OGC SensorThings is another strong option when the core domain is observations: things, sensors, datastreams, observed properties, features of interest, and observations. The OGC SensorThings API also defines an MQTT extension for creating observations and receiving updates. If the city already lives in GIS and sensor observations, SensorThings can be the cleanest API. If the city is building a broader context graph across assets, organizations, relationships, and data spaces, NGSI-LD/FIWARE is usually the better fit.

The best practice is not "always use FIWARE" or "always use SensorThings." It is: choose a canonical model at the boundary where data becomes shared. Inside one microservice, a simple schema is fine.

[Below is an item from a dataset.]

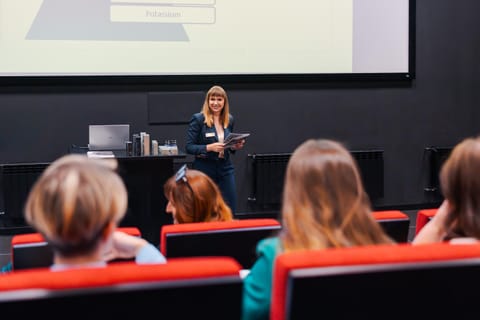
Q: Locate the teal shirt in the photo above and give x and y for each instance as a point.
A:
(257, 285)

At the city platform boundary, make the model explicit, versioned, documented, and boring enough for another vendor to implement.

Terraform and Kubernetes: useful, but not magic municipal dust

Terraform is infrastructure as code for building, changing, and versioning cloud and on-prem resources. It shines in smart-city work because environments are long-lived, audited, and often repeated: dev, staging, production, sometimes per municipality or per department. Use Terraform for cloud resources, networks, DNS, databases, buckets, IAM, Kubernetes clusters, managed queues, and monitoring. Keep its state remote, locked, encrypted, and out of git; HashiCorp's own state docs warn that local state limits collaboration and that version-control storage can expose secrets or cause data loss.

Kubernetes is best treated as a workload control plane. It is useful when you have multiple services, multiple environments, autoscaling needs, custom networking, GitOps, and a team that understands deployments, probes, resource limits, secrets, network policies, and disaster recovery. Kubernetes docs warn that a Kubernetes object should be managed using only one technique; mixing management styles produces undefined behavior. That is the quiet lesson for city platforms too: pick a control plane and be consistent.

For a 20-device pilot, Kubernetes may be theater. A managed container service or even a single VM with backups can be the honest start. For a multi-department platform with dozens of services and regulatory expectations, Kubernetes plus GitOps can be the right foundation. The maturity test is simple: can the team patch the cluster, rotate secrets, restore data, debug networking, and explain the deployment path without the original architect in the room? If that person is missing, a fractional CTO review before procurement is cheaper than a rebuild after rollout.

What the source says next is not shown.